Finding Unusual PowerShell with Frequency Analysis

I have, for a long time, been watching my logs for unusually long command line artifacts. Something suspicious doesn't have to be long, but except for a few well-known and easily ignored applications, most long command lines are suspicious. For example, imagine you came across this in your logs:

Suspicious, am I right? I'm pretty sure I don't have to bother taking all of that apart to know I'm going to have to start investigating that system.

There are millions of command-line events logged per day in my environment though.

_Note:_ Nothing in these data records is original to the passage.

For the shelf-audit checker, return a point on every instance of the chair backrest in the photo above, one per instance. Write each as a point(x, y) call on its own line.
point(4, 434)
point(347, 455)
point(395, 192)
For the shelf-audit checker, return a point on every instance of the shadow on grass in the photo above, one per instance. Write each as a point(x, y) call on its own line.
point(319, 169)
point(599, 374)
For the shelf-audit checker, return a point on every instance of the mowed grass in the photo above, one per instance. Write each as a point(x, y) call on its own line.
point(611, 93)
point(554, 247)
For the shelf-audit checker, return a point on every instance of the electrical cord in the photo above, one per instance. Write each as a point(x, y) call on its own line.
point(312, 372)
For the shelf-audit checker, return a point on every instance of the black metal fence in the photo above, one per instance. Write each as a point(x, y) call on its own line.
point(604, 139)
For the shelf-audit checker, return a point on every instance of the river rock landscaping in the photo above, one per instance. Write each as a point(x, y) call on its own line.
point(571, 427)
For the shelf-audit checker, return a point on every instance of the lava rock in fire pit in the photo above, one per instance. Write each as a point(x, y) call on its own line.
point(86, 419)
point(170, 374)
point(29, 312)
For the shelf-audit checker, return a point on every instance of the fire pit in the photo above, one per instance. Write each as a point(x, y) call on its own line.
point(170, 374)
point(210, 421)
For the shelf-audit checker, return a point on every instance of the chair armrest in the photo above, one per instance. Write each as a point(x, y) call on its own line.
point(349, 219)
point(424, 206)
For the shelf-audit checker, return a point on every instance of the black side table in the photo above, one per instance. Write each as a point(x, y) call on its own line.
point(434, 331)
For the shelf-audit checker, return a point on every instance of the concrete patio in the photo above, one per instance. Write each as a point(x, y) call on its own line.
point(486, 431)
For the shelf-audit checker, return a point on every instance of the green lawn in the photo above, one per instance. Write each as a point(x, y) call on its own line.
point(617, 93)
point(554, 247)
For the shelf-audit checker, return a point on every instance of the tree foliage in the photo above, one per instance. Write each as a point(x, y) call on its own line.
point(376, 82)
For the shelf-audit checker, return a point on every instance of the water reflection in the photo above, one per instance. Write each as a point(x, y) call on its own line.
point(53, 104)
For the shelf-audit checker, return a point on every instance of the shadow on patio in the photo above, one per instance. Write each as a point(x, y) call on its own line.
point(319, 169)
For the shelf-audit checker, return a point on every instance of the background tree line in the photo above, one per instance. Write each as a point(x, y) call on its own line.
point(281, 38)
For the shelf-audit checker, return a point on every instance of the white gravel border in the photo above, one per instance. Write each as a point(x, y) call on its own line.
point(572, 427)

There has to be a better way of looking for evil than scrolling through everything that's over 300 characters, or 500, or whatever arbitrary limit you set within your environment. Here's a better way to look for "interesting things"

Frequency Analysis

I wanted to find things that didn't look "normal". What is normal in any given environment will vary, but for most of us, PowerShell consists of an English ver-noun pair, and uses English words for flags. So a typical command (PowerShell or otherwise) will typically have a large number of E's, T's, and A's, and a small number of X's, Q's, and Z's. On the other hand, something that is encrypted, obfuscated, or encoded may not have this same pattern.

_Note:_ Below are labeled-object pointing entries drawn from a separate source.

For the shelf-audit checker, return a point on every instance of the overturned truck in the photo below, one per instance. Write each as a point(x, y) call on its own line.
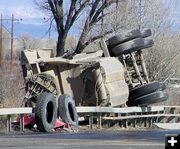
point(114, 76)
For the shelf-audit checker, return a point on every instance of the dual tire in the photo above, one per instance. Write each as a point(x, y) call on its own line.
point(46, 111)
point(129, 41)
point(147, 94)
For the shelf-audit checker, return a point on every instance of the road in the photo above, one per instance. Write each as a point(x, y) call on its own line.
point(86, 140)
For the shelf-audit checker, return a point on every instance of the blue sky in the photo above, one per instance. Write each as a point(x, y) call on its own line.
point(30, 14)
point(24, 9)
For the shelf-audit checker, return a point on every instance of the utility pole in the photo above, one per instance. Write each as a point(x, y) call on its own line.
point(1, 39)
point(12, 34)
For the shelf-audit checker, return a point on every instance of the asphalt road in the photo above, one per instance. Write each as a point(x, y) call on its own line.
point(86, 140)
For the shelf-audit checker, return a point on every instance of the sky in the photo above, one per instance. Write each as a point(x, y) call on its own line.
point(22, 9)
point(33, 19)
point(29, 19)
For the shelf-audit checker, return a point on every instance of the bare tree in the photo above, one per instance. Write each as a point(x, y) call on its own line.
point(67, 13)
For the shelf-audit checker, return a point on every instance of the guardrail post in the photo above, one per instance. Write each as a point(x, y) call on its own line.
point(21, 122)
point(91, 120)
point(99, 120)
point(8, 123)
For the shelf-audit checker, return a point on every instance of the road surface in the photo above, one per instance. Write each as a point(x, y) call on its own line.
point(86, 140)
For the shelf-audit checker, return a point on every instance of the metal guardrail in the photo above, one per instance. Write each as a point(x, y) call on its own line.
point(11, 111)
point(125, 115)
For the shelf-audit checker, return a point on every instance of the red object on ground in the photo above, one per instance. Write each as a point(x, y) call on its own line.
point(59, 124)
point(28, 119)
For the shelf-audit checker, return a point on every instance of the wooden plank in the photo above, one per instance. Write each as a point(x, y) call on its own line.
point(140, 116)
point(99, 109)
point(9, 111)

The basis for my code is this handy  Python script:

When I say the basis, I mean literally everything important. Here's an easier to read version, but one that lacks the background:

So we gather all of our commands, run them through this Python script, and get a score for each. Then we set a threshold and generate a report for everything that exceeds that threshold . My run this morning took over 1.1 million commands, uniqued them down to 20,000, and then produced a report that had only 21 items in it. Not too bad!

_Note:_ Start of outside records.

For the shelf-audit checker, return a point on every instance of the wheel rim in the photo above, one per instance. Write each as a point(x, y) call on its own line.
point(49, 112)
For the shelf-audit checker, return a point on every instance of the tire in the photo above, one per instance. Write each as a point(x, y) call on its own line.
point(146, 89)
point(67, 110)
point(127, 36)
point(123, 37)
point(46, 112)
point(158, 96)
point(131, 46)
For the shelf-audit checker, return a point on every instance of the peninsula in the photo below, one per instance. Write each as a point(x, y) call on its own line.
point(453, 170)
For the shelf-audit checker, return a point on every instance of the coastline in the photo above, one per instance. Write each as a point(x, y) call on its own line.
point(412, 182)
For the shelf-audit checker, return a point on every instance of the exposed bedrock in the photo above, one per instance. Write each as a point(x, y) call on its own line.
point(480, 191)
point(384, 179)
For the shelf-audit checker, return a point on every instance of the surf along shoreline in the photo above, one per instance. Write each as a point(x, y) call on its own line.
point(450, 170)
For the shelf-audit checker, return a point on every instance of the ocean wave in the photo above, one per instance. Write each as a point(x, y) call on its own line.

The code below is taking these commands from Splunk, and I've left that in place if you want an example to work with. However, these could be from anywhere you centrally log your commands.

What can we do better?

Before I let you look at my code, understand that there's more we can do and this is not a final product. So where can we go from here?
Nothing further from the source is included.